Perdido no meio da rua estava o par de sapatos. De quem será? Já tinha encontrado um pé só, roupas rasgadas e sujas, cueca e até calcinha de mulher. Não raras vezes esses pedaços de roupas ou até peças inteiras encontradas na luz do dia denunciam violência na noite. Estupro? Agressões corporais? O submundo da madrugada na rua. Mas nunca havia encontrado um par de sapatos. Pensou em várias hipóteses, alguém que precisou sair correndo de um perigo iminente como um assalto ou um carro desgovernado… mas precisaria que estivesse bem mal atado. Novas hipóteses, talvez uma pessoa em situação de rua, que tivesse ganho um sapato maior que o pé. Ou talvez um bêbado ou usuário de droga com a consciência tão alterada que perdeu o sapato e não lembrou de calçar. Enfim.
Os sapatos eram velhos, muito velhos. Talvez de alguém muito pobre usando um de segunda ou terceira mão doado por algum morador de um bairro de classe média, só para não ver o sujeito andar com o pé no chão. Lembrei de um cuidador de carros, há décadas trabalhando na rua neste serviço. Dizia que pé de pobre não tem tamanho, colocava jornal na ponta se o sapato fosse maior que o pé.
Muito triste a situação dos que moram na rua. Muito mais para quem vive mas também para quem os vê, vulneráveis e desamparados. É ruim para toda a sociedade, para a dignidade humana, deles e nossa. Muita água rolou para chegarem a esta condição, muito desamparo social, econômico, estatal, familiar, desemprego, etc. Muita injustiça tributária e concentração de renda na mão de poucos. Sim porque no Brasil a classe baixa e média são quem mais paga impostos, os bilionários pagam muito pouco, o que gera pouco dinheiro para melhoria dos serviços públicos e gerações após gerações de miséria. Nos últimos tempos têm aumentado esta população, a pandemia, dizem, também colaborou para ampliar este quadro. Espero que as políticas sociais atuais, se não resolverem, pelo menos o atenuem. Mas deveriam resolver de vez.

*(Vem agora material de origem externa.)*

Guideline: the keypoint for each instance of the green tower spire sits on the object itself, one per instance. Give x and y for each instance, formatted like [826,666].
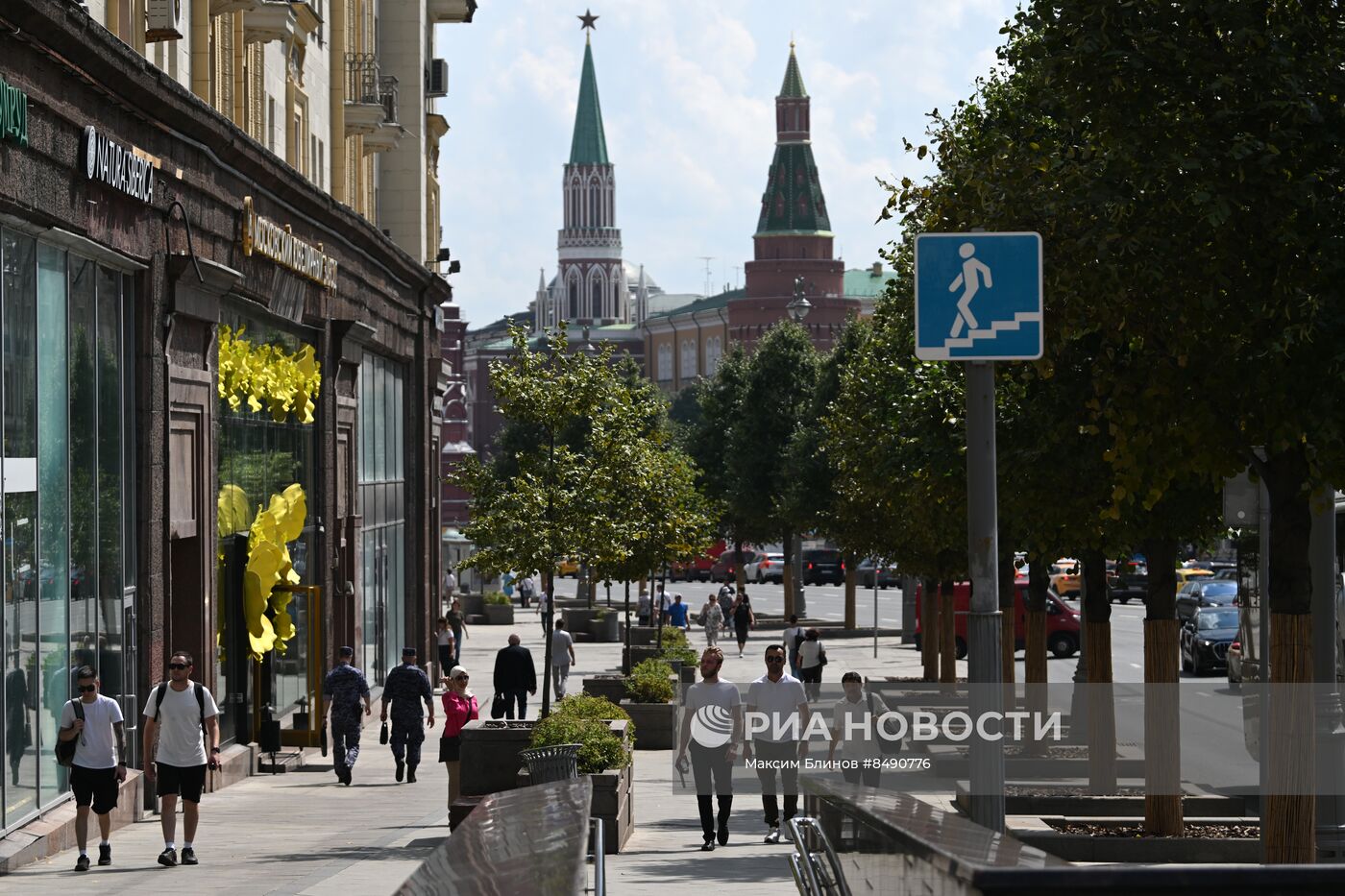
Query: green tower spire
[589,144]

Com tantos edifícios abandonados, sem uso, por que não os transformar em moradia? Há estudos que mostram que o número de unidades abandonadas cobriria o número de moradores de rua do Brasil. Não precisaria nem construir novas habitações, o que é mais oneroso para os cofres públicos, bastaria consertar as que já existem. Uma lei prevê que habitações sem uso social devem ser transformadas em moradia para a população, mas não é cumprida como tantas outras leis. Os movimentos sociais por moradia tentam efetivar o que está previsto na legislação, ocupam os prédios abandonados e sem fim social. Embora não seja considerado crime, são expulsos e punidos pelos ditos agentes de segurança estatais – por tentarem fazer cumprir a lei. Sapatos colocados na soleira da porta de casa, isso sim é dignidade.